Towards the end of the show, blue tracksuits emblazoned with stars depicted an "S" on the back of a hooded top and the front of a sleeveless sweatshirt.
Unusually, the designers encouraged models to smile as they paraded the attire during London Collections: Men, the city's menswear-only fashion event, earlier this week.
Earlier this year, Richard Woods collaborated with designer Sebastian Wrong to create a collection of chairs that wouldn't seem out of place in a cartoon.
Photos are by Christopher Dadey.
Sibling provided us with the following information:
East Side Story - Sibling Spring Summer 2014
West Side Story becomes East Side Story for Sibling this season bringing the tale of angry American youth closer to home.
“Finger clicks, high kicks, yet never feminizing men,” were just some of the messages taken on board from the musical by Sibling, AKA Joe Bates, Cozette McCreery and Sid Bryan. Saul Bass’ iconic film titles also inspired the graphic use of line in the collection.
“One of the key words for us this season is ‘graphic’,” explain Sibling. “The nature of knit, its texture, softness and drape – we wanted to bring hard lines into it. Saul Bass is the king of creating narrative through the sparse use of lines. Then there is the idea of the youthful male, the idea of young men setting themselves into tribes and having dress codes as tribes. Whether that is a motorcycle gang, a street gang – their dress is their literal badge of honour.”
There is a collaboration with the artist Richard Woods that also emphasises the use of graphics in the collection, with his signature woodprint.
A nod to American sportswear is given a British domestic spin – or rather knit. And for the first time Sibling unveil their denim pieces made on the model of traditional American military apparel.
The global message of American youth culture also finds it’s expression in the influence of Bruce Davidson’s photographs on the collection. In particular the blown-up embroidered motifs from denim gang jackets, WW2 airplane nose art and the scrawled graffiti prints that are peppered throughout.
At times utilizing the stiff plastic strings that go to make Scoobie friendship bracelets, new, lightweight woven knits incorporate their structural form. This is also a nod to the Ndebele tribe’s distinct colourful and graphic style of decoration.
And much of the colouring of the collection has a debt to them as well as to the cinematographer Daniel L Fapp’s colour saturation of West Side Story: Shark Blue, lilac, lime, Jet Blue and mint green.
This Spring-Summer collection marks the fifth anniversary of Sibling’s men’s knitwear line.
As British artist Richard Woods' prints were used in this collection, we take a look back at work and collaborations that use his distinct graphics.
His most recent in a series of collaborations with former Established & Sons Ltd design director Sebastian Wrong saw the creation of a collection of cartoon-like chairs.

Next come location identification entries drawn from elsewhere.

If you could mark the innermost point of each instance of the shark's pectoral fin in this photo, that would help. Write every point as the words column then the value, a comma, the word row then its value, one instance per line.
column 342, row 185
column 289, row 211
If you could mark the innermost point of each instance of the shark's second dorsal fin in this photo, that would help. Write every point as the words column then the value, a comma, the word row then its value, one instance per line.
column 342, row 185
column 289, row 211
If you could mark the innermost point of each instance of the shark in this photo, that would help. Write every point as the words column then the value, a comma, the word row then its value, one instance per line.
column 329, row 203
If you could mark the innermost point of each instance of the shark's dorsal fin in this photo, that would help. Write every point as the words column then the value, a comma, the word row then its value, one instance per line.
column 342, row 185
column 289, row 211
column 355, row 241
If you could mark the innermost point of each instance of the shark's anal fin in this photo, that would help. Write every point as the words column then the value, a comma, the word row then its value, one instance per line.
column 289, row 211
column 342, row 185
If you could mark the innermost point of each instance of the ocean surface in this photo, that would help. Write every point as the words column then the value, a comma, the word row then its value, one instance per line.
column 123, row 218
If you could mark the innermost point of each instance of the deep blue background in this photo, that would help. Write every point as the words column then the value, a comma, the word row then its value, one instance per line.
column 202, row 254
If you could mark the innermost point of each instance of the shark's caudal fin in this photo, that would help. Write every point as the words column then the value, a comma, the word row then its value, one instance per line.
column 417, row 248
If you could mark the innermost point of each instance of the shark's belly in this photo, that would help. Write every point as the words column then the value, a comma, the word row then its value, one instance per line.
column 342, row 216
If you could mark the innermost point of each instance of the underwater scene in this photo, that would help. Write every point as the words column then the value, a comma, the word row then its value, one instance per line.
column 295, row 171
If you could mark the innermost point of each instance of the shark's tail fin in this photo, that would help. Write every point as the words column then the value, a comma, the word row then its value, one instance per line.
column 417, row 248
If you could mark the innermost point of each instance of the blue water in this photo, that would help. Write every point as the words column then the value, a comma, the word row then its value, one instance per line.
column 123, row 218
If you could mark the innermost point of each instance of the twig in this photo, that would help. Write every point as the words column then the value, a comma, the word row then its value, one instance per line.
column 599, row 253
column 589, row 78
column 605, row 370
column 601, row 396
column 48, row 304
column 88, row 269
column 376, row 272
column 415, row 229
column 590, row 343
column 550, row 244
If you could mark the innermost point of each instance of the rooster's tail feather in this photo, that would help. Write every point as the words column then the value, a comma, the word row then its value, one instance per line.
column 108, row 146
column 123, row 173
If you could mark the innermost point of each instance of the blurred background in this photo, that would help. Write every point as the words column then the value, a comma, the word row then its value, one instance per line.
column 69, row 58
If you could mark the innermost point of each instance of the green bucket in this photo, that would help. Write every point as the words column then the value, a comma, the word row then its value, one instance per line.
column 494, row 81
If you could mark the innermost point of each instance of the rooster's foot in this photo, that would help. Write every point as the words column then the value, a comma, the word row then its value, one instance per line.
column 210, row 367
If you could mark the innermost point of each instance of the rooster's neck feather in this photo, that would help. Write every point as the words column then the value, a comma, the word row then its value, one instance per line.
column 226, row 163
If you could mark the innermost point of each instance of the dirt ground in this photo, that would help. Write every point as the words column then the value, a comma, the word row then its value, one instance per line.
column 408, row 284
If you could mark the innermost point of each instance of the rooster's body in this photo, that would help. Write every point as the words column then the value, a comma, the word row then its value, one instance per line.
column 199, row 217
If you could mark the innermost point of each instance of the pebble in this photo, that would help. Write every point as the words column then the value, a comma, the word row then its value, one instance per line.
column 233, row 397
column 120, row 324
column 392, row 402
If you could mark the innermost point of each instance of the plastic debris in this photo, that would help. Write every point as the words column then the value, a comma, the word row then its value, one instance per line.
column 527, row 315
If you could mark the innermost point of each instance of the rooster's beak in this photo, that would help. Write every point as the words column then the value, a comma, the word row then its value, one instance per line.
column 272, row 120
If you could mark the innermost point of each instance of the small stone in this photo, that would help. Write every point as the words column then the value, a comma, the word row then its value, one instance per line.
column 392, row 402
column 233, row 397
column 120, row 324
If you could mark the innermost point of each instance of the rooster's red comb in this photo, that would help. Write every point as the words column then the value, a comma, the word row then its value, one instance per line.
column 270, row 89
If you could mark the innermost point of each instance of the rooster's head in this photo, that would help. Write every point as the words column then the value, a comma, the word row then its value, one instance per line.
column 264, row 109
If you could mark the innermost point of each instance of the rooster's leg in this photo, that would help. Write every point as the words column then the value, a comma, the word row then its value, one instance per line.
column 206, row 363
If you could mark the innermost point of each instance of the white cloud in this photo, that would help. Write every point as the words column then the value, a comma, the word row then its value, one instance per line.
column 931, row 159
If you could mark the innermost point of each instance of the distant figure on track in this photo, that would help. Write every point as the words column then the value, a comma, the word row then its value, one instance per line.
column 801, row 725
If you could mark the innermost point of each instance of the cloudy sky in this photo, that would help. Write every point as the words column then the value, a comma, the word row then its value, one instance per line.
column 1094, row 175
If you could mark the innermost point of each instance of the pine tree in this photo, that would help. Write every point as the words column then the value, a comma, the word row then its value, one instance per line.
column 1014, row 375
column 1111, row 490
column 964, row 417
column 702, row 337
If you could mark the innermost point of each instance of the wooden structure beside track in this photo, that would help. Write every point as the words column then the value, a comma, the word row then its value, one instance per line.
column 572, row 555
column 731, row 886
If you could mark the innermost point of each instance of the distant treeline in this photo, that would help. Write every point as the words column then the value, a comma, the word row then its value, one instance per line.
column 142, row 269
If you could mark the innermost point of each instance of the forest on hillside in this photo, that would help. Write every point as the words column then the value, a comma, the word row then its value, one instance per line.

The pair also launched a range of bedroom furniture in Milan 2007, which went on to become Established & Sons Ltd's best-selling products.
Woods created an installation in one day as part of Established & Sons Ltd's Design Against the Clock series of performances at a Mayfair gallery in 2010.
In the same year, his distinct graphics were used on the shutter, bar and furniture for a gallery extension in Oxford by architects dRMM.